Drug tests may be conducted on "persons incapable of giving consent" – even if they have no direct benefit.
A geriatric nurse looks through patient files Photo: dpa
In the future, Germany will allow patients suffering from severe dementia to participate in research studies. The Bundestag voted by a majority in Berlin on Wednesday to lift the previous ban. In the decisive vote, 330 deputies voted in favor of the motion by SPD health politician Karl Lauterbach and other deputies from all parliamentary groups. There were 243 votes against and eight abstentions. The final vote on the bill is expected to take place this Friday.
In the preceding debate, which lasted almost two hours, both sides had strongly advocated their positions. Opponents and supporters of liberalization exist in all groups. The vote took place without factional coercion. The opponents around the former Federal Minister of Health Ulla Schmidt (SPD) had first forced the extensive consultations on the sensitive ethical issue. The vote on the bill by Federal Health Minister Hermann Grohe (CDU) had to be postponed several times. They received 254 yes votes for their proposal.
Up to now, the participation of patients who are unable to give consent, i.e. including patients suffering from dementia, in clinical trials has only been permitted if they can hope for an improvement, for example through new drugs. Grohe assured that the protection for study participants would be higher in Germany than in all other EU countries, even after the change in the law. The majority motion, which Grohe also supported, stipulates that study participants must deposit their consent in an advance directive if they are still healthy enough to do so. To do this, they must seek advice from a physician.
Grohe said he was concerned by the "anti-research tone" in the debate. Part of being human, he said, is being able to choose to contribute to research into the disease. The coalition has done a lot to improve care for dementia patients. But it is just as important to ask how this disease can be better researched, he said.
Vote across the parties
The health policy spokeswoman of the left-wing parliamentary group, Kathrin Vogler, on the other hand, made it clear that the supporters of the ban were not opponents of research. However, they objected to jeopardizing the protection of a particularly vulnerable group of patients: "The high level of protection for test subjects is not an obstacle, but a quality feature for Germany as a research location," she argued.
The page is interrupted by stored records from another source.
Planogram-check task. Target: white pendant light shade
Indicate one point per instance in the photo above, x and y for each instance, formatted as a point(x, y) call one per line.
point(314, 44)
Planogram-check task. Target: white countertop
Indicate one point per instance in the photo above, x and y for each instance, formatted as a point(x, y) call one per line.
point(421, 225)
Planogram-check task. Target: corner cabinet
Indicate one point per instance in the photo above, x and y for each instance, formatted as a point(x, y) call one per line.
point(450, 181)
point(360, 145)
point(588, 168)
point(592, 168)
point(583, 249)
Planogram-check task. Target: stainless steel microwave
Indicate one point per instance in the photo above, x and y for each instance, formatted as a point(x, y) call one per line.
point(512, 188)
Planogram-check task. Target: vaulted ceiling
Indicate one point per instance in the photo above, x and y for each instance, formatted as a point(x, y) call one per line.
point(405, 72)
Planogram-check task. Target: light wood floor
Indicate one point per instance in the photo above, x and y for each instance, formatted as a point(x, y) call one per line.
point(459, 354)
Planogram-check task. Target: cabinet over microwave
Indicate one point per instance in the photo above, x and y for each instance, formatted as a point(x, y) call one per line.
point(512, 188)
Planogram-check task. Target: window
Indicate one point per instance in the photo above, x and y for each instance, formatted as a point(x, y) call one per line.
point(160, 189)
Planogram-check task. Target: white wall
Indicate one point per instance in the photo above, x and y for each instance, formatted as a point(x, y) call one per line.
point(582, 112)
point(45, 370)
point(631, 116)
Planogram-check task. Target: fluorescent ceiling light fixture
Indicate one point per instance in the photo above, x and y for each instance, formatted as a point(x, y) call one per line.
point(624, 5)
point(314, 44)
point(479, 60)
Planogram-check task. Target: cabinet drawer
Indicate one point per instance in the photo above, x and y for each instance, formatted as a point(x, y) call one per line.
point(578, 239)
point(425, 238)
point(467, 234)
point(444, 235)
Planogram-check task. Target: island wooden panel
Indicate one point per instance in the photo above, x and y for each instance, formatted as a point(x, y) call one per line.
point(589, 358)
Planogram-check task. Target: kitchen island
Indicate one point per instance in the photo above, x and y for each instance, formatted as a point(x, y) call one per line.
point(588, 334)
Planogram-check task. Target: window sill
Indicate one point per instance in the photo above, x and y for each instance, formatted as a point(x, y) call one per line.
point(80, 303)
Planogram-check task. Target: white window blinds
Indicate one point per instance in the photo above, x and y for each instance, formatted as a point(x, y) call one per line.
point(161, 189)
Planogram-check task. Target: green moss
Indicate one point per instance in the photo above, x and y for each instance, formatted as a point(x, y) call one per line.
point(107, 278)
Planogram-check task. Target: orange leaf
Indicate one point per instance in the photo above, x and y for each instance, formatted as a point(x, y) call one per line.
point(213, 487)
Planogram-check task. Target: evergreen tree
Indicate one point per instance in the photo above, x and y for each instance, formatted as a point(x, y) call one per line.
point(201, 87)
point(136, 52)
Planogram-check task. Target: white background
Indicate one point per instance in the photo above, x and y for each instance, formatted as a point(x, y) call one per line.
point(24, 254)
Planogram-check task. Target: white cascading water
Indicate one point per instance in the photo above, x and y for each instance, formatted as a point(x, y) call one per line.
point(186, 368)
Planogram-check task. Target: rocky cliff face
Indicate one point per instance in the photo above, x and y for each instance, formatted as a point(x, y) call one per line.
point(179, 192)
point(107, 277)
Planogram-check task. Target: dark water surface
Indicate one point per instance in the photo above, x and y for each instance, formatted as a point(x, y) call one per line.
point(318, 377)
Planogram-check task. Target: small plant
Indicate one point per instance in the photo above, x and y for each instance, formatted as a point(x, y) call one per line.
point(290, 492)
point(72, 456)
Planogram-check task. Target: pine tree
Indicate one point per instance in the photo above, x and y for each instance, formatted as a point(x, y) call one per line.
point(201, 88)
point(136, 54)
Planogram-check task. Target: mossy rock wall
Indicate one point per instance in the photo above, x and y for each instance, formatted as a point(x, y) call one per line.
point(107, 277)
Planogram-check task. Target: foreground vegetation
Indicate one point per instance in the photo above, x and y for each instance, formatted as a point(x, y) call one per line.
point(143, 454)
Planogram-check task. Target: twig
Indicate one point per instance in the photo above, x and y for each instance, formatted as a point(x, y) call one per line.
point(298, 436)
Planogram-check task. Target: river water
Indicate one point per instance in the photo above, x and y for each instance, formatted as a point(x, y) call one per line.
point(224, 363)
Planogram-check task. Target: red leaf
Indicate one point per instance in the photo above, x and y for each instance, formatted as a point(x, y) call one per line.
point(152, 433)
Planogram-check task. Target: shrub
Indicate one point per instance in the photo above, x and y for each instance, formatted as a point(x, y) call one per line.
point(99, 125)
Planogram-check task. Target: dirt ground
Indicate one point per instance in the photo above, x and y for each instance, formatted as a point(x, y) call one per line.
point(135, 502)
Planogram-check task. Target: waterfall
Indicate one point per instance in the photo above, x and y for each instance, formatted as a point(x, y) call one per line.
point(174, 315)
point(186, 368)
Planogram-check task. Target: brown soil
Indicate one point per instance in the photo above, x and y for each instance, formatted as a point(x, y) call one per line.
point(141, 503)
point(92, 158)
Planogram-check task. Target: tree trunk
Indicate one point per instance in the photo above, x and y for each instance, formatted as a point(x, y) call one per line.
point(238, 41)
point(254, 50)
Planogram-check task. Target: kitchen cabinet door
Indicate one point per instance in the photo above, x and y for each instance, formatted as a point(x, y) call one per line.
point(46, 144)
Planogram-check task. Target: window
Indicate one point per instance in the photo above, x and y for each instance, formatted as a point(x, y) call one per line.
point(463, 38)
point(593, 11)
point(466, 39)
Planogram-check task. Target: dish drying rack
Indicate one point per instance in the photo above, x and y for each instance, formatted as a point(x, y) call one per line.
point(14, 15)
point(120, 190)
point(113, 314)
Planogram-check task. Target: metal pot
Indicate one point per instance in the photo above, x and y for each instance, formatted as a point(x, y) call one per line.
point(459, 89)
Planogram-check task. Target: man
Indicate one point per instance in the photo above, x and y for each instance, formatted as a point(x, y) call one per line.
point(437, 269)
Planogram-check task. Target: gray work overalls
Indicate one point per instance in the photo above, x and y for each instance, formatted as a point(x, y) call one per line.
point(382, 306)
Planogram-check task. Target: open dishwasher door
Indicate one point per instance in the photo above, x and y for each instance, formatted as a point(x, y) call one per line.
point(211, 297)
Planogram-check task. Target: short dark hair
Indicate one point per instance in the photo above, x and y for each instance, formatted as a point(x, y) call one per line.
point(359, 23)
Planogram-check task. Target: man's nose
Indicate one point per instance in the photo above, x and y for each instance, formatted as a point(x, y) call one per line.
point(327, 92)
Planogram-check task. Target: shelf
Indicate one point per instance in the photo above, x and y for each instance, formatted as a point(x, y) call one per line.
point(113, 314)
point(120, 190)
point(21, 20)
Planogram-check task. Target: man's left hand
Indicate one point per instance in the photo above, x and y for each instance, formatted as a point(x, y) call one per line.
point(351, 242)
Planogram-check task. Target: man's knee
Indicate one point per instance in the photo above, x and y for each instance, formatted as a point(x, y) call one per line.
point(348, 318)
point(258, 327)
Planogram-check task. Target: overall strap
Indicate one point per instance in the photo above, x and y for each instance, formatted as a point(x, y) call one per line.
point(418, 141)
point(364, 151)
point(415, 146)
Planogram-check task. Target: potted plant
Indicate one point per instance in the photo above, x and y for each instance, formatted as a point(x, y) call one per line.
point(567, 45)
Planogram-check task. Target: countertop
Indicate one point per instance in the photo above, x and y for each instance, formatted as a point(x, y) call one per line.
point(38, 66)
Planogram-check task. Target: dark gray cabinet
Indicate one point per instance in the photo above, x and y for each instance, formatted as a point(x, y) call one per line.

Vogler, Green Party health expert Kordula Schulz-Asche and Ulla Schmidt criticized the advance directive as offering no protection. No one can know long before participation in what kind of study he will later participate, Schmidt said. As a dementia patient, however, he or she would then no longer be able to assess the benefits and effects of the research. Hubert Huppe, a member of the CDU, warned against opening a door that could no longer be closed when dealing with patients who were incapable of giving consent.
In contrast, the advocates of liberalization stressed that it is about the right of self-determination of people who are willing to participate in studies to research Alzheimer’s and dementia. There are currently 700,000 people with dementia in Germany, and their number will double, said Petra Sitte, parliamentary director of the Left Party. Karl Lauterbach, vice chairman of the SPD parliamentary group, said that advanced dementia could only be researched on patients in an advanced stage. However, he also said that there were good reasons for all positions represented in parliament. No one could deny the seriousness of the other.